Cleane Optik und einstellbare Geometrie
Der Rahmen des neuen Amflow PX ist gleich aus mehrererlei Hinsicht spannend: So steigt das Gewicht im Vergleich zum Vorgänger an, was jedoch zu Gunsten der Steifigkeit gehen soll. Zudem verzichtet man lobenswerterweise auf eine Leitungsverlegung durch den Steuersatz und führt die Kabel stattdessen klassisch am Rahmen ein – ein Segen für jeden Heim-Schrauber. Die internen Führungskanäle erleichtern zudem spätere Wartungsarbeiten immens.
Eine Besonderheit ist die hohe Anpassbarkeit des Bikes. Über verstellbare Steuersatzschalen, einen Flip-Chip am Dämpfer und anpassbare Ausfallenden ergeben sich theoretisch bis zu 40 Geometriekonfigurationen. Der Lenkwinkel lässt sich von abfahrtsorientierten 63,2 Grad bis hin zu agilen 65,2 Grad (Standard: 64,2 Grad) variieren. Auch das Tretlager und die Kettenstrebenlänge können an das jeweilige Terrain und den Fahrstil angepasst werden.
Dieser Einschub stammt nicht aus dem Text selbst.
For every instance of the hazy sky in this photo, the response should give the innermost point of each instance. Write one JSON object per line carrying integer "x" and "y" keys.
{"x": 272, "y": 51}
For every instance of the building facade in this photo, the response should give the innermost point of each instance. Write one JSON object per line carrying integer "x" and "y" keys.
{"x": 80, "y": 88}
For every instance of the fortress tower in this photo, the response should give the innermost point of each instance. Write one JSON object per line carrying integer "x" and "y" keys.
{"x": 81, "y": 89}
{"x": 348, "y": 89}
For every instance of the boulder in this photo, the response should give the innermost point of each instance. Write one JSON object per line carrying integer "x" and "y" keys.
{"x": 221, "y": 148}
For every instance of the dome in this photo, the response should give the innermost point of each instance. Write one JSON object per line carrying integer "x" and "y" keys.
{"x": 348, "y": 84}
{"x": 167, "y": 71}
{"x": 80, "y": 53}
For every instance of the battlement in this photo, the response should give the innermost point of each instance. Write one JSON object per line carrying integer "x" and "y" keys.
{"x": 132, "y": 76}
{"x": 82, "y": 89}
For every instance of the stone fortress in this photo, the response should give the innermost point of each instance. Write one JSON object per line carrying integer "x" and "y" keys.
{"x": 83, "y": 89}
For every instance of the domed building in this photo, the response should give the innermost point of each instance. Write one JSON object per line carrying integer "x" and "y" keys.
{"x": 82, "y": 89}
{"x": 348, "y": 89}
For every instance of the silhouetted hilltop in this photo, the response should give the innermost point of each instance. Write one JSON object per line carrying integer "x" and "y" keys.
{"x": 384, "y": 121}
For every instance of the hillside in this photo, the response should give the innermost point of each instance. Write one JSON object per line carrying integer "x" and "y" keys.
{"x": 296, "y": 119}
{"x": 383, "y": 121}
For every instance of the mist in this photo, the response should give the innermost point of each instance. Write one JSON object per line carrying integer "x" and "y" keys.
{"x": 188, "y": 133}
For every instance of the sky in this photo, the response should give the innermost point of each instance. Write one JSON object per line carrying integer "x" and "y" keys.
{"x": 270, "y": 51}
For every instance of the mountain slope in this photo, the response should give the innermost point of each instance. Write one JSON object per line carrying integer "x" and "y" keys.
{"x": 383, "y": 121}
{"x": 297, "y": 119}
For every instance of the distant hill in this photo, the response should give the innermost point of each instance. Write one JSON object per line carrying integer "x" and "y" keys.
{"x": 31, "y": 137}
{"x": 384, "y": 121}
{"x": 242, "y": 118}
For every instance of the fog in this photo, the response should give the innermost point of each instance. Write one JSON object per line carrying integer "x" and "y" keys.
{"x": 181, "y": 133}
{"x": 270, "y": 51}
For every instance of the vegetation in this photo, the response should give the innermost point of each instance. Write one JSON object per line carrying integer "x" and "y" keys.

Ausstattung auf Top-Niveau
Angesichts der Preisschilder – das Einstiegsmodell liegt bei 6.999 Euro, das Pro-Modell kratzt mit 9.999 Euro knapp an der fünfstelligen Marke – darf man ein entsprechend hochwertiges Komponentenpaket erwarten. Amflow liefert hier ab: Ein Fox Fahrwerk (Factory beim Pro, Performance beim Standardmodell) mit 160 mm an der Front und einem Float X im Heck sorgt für Bodenhaftung. Gebremst wird souverän mit der Magura Gustav Pro und massiven 203-mm-Bremsscheiben mit 2,5 mm Stärke. Geschaltet wird mit der kabellosen SRAM Eagle Transmission (X0 oder S1000). Beide Modelle setzen auf ein Mullet-Setup mit einem 29-Zoll-Vorderrad und einem kleineren 27,5-Zoll-Hinterrad, bestückt mit griffigen Schwalbe Radial Reifen, beide mit Gravity Karkasse (Magic Mary vorn, Albert hinten).
Smarte Details
Daumen hoch gibt es zudem für einige kleine, aber feine Software-Lösungen. So lässt sich etwa die Motorunterstützung mit einem Brustgurt koppeln und steuern: Fällt der Puls des Fahrers unter einen bestimmten Wert, regelt das Bike die Hilfe herunter. Übersteigt die Herzfrequenz ein definiertes Maximum, greift der Motor stärker ein. Ebenfalls clever ist die voll in das System integrierte Beleuchtung mit einem 1200-Lumen-Fernlicht, die sich bequem über kabellose Controller am Lenker bedienen lässt.